It is to this latter group that Israel Armstrong, the somewhat anti-hero of Ian Sansom's Mobile Library Mystery series, belongs. An English, Jewish, vegetarian librarian working on a mobile library in a small village in Northern Ireland, Armstrong is as unlikely a crime solving candidate as any amateur sleuth in the pantheon.
As The Bad Book Affair, the fourth in the Mobile Library series begins, Israel is in a depressive funk. He is approaching his thirtieth birthday. He has been dumped by his longtime girlfriend, and feeling the proverbial fish out of water stuck in the Irish backwater, humdrum Tumdrum. Not only is Armstrong an amateur, he is something of nebbish, the Yiddish equivalent of the naïf who always seems to be saying and doing the wrong thing, is constantly being taken advantage of, and never seems to have a clue. Although, in this case, Israel Armstrong is one nebbish who despite his inadequacies manages to get it right in the end.
As mysteries go, The Bad Book Affair is rather innocuous. If you're looking for murder and mayhem, this is the wrong book.
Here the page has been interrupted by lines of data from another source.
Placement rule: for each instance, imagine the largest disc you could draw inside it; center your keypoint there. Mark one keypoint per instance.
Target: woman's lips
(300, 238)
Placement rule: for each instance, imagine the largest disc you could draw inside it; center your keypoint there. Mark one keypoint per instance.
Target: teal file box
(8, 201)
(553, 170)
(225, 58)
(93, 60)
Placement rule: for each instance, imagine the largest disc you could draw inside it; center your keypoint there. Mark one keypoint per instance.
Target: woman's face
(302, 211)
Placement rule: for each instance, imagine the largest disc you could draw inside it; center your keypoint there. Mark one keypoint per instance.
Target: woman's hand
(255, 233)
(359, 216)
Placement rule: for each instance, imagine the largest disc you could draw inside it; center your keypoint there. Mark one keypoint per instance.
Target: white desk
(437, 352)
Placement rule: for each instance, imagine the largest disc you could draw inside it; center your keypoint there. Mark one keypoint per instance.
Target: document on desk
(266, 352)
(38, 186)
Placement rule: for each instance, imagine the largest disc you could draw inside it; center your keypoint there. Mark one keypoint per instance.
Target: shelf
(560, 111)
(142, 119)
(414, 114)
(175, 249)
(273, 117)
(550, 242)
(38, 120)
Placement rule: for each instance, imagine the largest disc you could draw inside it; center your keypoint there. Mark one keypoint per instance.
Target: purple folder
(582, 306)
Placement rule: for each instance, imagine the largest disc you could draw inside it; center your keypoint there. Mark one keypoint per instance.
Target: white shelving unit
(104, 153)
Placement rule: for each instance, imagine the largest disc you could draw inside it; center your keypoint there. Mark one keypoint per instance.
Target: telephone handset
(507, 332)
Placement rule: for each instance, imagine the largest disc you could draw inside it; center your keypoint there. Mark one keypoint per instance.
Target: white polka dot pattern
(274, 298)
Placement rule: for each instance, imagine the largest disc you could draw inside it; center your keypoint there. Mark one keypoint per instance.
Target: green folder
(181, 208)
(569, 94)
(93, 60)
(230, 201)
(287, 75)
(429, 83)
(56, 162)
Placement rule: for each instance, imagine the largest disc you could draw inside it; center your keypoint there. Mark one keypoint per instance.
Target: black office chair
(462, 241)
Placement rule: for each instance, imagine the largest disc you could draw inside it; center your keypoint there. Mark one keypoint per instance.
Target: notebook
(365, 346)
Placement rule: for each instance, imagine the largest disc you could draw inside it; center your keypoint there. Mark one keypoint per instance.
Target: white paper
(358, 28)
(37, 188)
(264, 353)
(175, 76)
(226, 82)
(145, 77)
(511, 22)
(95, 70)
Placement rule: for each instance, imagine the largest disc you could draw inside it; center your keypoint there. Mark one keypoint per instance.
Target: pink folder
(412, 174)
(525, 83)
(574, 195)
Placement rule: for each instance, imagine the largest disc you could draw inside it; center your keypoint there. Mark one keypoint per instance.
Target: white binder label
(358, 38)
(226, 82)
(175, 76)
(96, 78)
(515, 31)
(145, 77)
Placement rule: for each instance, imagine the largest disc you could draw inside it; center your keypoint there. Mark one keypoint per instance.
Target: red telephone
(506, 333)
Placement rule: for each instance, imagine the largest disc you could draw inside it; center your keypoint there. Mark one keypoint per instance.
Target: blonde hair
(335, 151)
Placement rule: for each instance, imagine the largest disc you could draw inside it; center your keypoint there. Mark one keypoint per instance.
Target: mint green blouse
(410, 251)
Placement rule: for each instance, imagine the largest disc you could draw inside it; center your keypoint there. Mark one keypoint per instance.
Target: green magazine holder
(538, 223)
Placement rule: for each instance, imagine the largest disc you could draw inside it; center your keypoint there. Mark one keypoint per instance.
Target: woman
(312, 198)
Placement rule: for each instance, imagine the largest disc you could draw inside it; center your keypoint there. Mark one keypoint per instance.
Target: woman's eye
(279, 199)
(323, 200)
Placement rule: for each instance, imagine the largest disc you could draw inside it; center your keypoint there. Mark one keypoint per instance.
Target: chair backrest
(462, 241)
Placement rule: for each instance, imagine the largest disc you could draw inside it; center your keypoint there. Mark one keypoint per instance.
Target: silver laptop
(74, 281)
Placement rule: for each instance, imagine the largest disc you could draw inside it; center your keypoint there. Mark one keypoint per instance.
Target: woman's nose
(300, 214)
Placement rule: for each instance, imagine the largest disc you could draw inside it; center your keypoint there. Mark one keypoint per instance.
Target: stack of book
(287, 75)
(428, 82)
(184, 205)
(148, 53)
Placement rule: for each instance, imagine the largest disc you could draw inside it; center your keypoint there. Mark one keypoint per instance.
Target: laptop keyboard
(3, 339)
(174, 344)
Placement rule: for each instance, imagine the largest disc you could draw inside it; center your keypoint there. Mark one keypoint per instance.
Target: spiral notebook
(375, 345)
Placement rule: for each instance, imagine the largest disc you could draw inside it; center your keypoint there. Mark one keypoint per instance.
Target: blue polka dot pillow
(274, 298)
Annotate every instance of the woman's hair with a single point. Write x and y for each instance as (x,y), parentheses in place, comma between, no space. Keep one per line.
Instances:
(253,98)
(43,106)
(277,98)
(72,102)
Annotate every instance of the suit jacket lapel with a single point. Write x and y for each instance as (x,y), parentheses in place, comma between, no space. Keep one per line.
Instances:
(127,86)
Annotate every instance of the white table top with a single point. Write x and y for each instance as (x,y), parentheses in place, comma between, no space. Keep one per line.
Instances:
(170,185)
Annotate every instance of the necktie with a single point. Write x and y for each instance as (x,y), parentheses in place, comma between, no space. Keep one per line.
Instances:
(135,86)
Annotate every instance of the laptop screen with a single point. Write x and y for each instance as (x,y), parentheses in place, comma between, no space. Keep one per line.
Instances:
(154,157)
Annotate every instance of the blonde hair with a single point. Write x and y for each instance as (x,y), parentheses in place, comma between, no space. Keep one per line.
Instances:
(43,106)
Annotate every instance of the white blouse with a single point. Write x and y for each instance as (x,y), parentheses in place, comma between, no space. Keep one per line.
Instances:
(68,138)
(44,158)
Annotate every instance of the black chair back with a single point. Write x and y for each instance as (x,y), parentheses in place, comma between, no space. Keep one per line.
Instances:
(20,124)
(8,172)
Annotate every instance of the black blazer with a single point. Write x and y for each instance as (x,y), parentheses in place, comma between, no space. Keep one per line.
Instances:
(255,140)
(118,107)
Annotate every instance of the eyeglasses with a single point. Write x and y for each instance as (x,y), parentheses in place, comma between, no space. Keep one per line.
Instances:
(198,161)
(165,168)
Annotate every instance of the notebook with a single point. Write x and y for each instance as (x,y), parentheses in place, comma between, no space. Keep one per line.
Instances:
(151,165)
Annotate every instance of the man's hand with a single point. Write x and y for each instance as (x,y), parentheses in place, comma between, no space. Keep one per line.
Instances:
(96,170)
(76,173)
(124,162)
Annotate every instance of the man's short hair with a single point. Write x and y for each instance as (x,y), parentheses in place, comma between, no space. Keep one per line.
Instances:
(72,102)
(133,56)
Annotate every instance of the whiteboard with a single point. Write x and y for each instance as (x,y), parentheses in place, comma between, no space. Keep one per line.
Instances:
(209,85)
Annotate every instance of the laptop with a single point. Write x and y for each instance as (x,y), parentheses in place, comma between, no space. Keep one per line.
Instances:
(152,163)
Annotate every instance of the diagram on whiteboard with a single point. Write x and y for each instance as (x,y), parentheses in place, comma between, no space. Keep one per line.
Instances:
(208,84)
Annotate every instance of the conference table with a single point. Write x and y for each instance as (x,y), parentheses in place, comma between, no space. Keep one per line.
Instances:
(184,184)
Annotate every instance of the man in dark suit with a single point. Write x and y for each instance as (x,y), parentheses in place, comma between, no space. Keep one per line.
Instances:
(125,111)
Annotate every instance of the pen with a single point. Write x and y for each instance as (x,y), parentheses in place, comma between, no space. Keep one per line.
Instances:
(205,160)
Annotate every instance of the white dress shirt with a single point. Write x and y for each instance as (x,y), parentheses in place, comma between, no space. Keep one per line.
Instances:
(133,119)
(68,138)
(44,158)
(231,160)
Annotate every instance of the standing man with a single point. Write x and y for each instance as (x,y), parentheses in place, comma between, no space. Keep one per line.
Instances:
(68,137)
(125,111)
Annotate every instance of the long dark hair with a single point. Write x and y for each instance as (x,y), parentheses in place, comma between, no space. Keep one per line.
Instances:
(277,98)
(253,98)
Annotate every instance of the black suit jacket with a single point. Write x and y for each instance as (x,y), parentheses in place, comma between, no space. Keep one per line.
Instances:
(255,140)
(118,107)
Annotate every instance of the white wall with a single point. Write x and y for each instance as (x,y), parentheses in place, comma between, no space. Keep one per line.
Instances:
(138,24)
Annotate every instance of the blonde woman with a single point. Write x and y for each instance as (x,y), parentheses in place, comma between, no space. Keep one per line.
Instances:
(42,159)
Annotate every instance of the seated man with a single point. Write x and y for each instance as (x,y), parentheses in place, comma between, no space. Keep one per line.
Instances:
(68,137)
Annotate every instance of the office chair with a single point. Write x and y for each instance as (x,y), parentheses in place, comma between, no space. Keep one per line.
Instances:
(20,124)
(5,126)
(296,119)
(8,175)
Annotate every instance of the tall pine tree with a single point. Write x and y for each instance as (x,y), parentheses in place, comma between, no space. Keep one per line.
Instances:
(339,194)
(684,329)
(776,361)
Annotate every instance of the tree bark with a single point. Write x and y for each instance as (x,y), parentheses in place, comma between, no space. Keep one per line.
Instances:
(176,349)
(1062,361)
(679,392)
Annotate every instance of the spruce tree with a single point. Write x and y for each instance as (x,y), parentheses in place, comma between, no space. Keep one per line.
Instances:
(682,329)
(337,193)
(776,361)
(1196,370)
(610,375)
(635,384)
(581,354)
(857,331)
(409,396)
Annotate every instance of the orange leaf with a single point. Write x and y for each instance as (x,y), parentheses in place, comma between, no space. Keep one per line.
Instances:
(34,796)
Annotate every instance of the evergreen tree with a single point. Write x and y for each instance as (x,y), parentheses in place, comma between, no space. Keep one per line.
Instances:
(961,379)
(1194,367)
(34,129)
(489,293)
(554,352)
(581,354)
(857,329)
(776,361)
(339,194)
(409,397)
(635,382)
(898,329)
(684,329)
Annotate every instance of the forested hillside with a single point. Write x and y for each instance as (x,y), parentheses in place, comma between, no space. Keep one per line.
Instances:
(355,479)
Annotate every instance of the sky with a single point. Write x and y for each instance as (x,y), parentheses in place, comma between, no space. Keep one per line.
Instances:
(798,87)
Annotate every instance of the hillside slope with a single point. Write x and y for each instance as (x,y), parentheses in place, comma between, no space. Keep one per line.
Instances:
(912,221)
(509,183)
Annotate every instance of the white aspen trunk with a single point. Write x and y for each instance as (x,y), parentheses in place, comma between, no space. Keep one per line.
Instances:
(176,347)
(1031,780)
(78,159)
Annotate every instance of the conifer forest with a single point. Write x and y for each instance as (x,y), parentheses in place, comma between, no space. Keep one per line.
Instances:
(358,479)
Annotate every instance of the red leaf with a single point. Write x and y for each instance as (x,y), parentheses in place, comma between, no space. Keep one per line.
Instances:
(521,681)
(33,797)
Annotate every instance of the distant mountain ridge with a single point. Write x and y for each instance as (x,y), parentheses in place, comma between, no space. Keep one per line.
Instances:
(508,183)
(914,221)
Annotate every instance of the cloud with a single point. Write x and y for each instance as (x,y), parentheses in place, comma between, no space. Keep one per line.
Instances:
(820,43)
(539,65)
The actual problem doesn’t even show its face until a hundred or so pages have passed, and even then it isn't a problem that is going to compete with The Girl with the Dragon Tattoo. What we've got here is no violent whodunit, but fairly gentle what-happened. In fact, Sansom, it would seem, is much less interested in any crime plot than he is in character, tone, and style.
The book is filled with as quirky a cast of characters as you'd be likely to find in even a Dickens novel. There is Ted, Israel's co-worker at the library, who doesn't seem to have a last name, and who doses Israel with commonsensical prescriptions that more often than not make absolutely no sense. He speaks homespun words of wisdom in a language all his own. "What's the point of having a dog and barking yerself, eh?" He invents words: "deedlin'," as in if you were driving, you'd be "deedlin'." "Jandies," as in "Ye give me the jandies."